One of Donen’s sons confirmed the news, according to the Chicago Tribune‘s Michael Phillips. “Confirmed by one of his sons this morning: Director Stanley Donen has died at 94 … A huge, often neglected talent,” Phillips tweeted Saturday morning. No further details were immediately provided.
Donen was a dynamic part of the legendary MGM Studios creative force, directing and choreographing several of the great studio musicals. No other director, with the possible exception of Vincente Minnelli, contributed more aesthetically to the American musical. With George Abbott, he co-directed two excellent film adaptations, The Pajama Game (1957) and Damn Yankees (1958). With Kelly, he also co-directed On the Town (1949) and It’s Always Fair Weather (1955).

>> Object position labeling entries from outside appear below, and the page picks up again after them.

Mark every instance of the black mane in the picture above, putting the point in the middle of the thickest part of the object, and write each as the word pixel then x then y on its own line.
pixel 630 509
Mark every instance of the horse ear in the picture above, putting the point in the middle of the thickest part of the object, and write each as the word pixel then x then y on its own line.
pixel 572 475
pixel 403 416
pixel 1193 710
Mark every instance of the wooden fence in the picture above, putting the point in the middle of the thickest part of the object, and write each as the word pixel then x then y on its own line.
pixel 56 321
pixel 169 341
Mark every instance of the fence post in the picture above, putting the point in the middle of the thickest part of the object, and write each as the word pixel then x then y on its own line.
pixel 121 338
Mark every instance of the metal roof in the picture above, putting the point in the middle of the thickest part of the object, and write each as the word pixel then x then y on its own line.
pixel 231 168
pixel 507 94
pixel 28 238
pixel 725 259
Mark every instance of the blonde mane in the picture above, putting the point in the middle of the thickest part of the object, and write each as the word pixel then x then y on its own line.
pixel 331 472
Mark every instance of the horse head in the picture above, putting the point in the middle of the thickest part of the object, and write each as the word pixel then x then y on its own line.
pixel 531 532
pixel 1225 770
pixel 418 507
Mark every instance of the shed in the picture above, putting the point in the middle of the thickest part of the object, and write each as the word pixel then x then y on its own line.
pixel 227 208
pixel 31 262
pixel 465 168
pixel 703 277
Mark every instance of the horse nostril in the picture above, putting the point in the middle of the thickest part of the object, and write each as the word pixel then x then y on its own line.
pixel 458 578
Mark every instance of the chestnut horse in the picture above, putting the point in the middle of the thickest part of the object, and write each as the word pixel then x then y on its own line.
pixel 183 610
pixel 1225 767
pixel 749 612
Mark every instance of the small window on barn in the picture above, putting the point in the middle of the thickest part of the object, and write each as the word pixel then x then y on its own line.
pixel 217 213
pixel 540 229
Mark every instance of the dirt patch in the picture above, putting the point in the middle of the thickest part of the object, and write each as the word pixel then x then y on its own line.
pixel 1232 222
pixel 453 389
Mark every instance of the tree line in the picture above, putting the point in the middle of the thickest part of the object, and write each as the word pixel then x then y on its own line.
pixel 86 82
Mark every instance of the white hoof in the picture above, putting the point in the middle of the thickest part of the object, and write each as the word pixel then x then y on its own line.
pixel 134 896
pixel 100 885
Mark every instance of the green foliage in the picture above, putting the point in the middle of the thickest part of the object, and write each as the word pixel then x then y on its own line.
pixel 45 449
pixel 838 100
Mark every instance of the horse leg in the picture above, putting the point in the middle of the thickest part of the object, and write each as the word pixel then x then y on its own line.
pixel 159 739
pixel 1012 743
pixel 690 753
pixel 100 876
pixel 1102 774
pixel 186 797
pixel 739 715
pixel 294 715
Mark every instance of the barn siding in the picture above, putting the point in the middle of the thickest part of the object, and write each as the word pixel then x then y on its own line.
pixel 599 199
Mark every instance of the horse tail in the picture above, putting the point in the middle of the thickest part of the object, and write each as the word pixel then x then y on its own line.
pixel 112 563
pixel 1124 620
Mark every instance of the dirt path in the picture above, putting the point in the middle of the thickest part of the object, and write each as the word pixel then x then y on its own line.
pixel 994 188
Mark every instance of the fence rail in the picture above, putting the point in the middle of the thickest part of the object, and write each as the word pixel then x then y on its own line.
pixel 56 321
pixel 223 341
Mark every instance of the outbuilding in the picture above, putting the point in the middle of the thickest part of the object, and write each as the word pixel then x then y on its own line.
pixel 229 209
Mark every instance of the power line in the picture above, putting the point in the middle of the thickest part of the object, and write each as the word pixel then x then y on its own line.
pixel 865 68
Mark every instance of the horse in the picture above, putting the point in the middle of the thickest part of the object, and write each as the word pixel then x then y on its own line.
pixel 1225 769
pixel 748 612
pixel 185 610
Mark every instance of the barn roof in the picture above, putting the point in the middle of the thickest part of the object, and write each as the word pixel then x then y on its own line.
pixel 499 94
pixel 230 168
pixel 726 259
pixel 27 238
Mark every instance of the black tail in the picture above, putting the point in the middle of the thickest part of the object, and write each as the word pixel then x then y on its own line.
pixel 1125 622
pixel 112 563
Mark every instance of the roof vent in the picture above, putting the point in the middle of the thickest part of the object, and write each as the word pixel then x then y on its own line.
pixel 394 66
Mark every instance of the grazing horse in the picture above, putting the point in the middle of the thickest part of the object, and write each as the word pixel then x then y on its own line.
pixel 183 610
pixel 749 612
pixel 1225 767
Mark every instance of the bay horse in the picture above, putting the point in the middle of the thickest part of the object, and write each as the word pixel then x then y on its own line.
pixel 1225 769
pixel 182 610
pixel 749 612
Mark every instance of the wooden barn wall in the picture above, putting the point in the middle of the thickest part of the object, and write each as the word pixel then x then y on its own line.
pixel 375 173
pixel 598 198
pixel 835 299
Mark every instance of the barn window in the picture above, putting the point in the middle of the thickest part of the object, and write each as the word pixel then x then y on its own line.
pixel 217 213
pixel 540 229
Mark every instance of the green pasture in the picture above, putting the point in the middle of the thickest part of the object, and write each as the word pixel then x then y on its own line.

In 1998, the director-choreographer was awarded an honorary Oscar “in appreciation of a body of work marked by grace, elegance, wit and visual innovation.”
Donen accepted his statuette from Martin Scorsese, then sweetly sang Irving Berlin’s “Cheek to Cheek,” first performed by his Royal Wedding star Fred Astaire in 1935’s Top Hat, and danced with Oscar: “Heaven, I’m in heaven, any my heart beats so that I can hardly speak …”
Incredibly, Donen never received an Academy Award nomination and never won a regulation Directors Guild of America trophy. He was the last surviving director of Hollywood’s Golden Age.